As I tried to find any documentation or link to support this statement, for no success.

Any comments and/or answers will be appreciated on this.

For better thread safety we can go for other tools, this is known to me.

Answer

Jack Freeman picture Jack Freeman · Mar 13, 2013

@synchronized does make code thread safe if it is used properly.

For example:

Lets say I have a class that accesses a non thread safe database. I don't want to read and write to the database at the same time as this will likely result in a crash.

So lets say I have two methods. storeData: and readData on a singleton class called LocalStore.

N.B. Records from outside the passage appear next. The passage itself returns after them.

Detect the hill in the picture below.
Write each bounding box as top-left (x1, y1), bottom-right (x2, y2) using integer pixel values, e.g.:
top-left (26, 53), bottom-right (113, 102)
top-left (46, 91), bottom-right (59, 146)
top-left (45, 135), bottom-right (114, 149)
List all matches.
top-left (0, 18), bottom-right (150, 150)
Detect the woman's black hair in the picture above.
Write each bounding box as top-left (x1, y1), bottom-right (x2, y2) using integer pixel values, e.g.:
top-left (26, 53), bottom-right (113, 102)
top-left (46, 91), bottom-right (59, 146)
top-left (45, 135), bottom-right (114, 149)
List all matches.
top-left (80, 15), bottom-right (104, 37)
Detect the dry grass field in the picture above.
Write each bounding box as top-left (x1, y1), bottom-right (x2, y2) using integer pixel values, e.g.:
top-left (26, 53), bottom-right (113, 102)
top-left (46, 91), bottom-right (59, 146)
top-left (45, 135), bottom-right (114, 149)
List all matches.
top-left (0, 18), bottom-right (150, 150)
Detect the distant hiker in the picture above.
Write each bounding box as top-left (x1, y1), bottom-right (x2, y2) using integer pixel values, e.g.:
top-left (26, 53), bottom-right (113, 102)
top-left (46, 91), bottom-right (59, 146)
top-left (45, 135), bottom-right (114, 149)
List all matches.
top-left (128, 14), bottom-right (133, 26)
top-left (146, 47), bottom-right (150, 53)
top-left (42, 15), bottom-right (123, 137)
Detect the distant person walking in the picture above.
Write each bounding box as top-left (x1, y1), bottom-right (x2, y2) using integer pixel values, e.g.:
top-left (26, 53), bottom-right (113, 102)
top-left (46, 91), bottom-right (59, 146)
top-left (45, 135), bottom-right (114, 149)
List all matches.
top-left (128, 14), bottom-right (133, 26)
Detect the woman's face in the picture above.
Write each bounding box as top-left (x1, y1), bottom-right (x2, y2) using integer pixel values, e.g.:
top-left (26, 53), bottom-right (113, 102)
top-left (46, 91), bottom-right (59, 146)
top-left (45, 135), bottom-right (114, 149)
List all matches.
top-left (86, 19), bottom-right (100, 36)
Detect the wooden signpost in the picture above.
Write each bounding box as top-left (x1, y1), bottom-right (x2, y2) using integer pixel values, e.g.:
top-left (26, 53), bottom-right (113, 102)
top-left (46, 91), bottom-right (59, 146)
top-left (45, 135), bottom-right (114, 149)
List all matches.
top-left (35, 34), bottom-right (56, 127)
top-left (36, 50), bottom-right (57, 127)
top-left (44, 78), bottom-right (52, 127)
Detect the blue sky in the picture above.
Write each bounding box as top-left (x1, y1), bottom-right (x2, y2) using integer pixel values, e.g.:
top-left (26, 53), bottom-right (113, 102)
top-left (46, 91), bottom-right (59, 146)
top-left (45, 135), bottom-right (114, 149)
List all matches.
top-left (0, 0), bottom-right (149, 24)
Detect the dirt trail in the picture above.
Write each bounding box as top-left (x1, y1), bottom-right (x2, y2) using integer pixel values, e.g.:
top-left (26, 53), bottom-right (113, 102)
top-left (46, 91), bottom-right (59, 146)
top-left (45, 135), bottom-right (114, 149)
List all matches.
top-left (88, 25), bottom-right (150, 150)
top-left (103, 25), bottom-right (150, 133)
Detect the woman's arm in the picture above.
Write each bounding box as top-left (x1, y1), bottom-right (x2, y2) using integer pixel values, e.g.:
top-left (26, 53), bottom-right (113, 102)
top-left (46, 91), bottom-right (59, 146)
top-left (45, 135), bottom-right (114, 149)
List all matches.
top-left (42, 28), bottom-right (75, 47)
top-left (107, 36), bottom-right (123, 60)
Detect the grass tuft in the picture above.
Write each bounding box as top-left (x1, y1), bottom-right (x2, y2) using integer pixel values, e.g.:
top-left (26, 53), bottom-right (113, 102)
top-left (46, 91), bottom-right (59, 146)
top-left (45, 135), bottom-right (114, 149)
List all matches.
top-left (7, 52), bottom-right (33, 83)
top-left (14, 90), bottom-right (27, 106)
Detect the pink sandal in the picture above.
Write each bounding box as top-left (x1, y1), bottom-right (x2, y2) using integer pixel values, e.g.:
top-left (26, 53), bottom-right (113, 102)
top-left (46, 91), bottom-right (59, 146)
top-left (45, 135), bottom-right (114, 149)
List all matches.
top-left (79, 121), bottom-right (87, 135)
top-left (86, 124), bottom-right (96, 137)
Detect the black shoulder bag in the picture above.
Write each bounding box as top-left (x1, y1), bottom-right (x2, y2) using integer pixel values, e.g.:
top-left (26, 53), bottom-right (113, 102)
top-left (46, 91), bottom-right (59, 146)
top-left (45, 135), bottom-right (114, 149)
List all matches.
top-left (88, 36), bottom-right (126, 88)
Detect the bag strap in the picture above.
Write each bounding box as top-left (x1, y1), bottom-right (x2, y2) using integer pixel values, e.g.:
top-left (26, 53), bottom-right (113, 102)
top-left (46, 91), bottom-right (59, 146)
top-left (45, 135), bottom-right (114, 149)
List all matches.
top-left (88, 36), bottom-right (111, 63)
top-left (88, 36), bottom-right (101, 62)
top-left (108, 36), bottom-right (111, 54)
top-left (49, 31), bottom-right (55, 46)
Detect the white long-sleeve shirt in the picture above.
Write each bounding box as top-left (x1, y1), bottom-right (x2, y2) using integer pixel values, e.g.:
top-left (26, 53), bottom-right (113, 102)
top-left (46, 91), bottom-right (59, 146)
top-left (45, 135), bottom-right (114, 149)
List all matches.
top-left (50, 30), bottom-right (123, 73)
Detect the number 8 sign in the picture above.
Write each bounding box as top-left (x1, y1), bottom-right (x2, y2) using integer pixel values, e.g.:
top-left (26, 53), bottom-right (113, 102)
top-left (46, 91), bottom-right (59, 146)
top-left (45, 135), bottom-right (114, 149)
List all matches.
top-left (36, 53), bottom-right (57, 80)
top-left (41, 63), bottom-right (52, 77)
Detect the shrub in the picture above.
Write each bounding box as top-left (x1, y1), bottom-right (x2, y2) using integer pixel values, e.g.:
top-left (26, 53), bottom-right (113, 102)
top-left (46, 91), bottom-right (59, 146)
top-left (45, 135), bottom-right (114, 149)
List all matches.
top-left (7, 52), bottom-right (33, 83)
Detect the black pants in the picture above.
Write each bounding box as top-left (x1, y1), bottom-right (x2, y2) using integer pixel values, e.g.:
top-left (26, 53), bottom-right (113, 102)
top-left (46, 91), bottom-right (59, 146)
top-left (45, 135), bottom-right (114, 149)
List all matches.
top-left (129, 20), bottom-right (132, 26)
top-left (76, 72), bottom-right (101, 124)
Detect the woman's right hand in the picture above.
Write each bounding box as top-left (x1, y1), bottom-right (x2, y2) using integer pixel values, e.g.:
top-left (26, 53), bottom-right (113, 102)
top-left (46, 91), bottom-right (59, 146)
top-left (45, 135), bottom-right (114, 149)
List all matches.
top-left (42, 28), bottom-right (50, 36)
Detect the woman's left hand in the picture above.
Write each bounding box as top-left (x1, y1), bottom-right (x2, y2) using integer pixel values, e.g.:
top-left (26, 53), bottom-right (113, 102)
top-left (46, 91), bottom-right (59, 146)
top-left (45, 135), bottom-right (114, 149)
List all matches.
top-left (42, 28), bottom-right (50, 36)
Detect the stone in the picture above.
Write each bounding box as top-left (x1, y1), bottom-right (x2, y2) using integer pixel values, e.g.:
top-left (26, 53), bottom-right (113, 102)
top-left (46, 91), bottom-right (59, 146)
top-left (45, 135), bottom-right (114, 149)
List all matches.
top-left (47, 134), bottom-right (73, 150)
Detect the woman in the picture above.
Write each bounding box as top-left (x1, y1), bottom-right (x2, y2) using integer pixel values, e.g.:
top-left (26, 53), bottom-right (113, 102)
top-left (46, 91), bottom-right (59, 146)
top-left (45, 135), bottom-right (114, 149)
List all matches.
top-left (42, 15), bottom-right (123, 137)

- (void)storeData:(NSData *)data
 {
      [self writeDataToDisk:data];
 }

 - (NSData *)readData
 {
     return [self readDataFromDisk];
 }

Now If I were to dispatch each of these methods onto their own thread like so:

 dispatch_async(dispatch_get_global_queue(DISPATCH_QUEUE_PRIORITY_DEFAULT, 0), ^{
      [[LocalStore sharedStore] storeData:data];
 });
 dispatch_async(dispatch_get_global_queue(DISPATCH_QUEUE_PRIORITY_DEFAULT, 0), ^{
      [[LocalStore sharedStore] readData];
 });

Chances are we would get a crash. However if we change our storeData and readData methods to use @synchronized

 - (void)storeData:(NSData *)data
 {
     @synchronized(self) {
       [self writeDataToDisk:data];
     }
 }

 - (NSData *)readData
 { 
     @synchronized(self) {
      return [self readDataFromDisk];
     }
 }

Now this code would be thread safe. It is important to note that if I remove one of the @synchronized statements however the code would no longer be thread safe. Or if I were to synchronize different objects instead of self.

@synchronized creates a mutex lock on the object you are syncrhonizing. So in other words if any code wants to access code in a @synchronized(self) { } block it will have to get in line behind all previous code running within in that same block.

If we were to create different localStore objects, the @synchronized(self) would only lock down each object individually. Does that make sense?

Think of it like this. You have a whole bunch of people waiting in separate lines, each line is numbered 1-10. You can choose what line you want each person to wait in (by synchronizing on a per line basis), or if you don't use @synchronized you can jump straight to the front and skip all the lines. A person in line 1 doesn't have to wait for a person in line 2 to finish, but the person in line 1 does have to wait for everyone in front of them in their line to finish.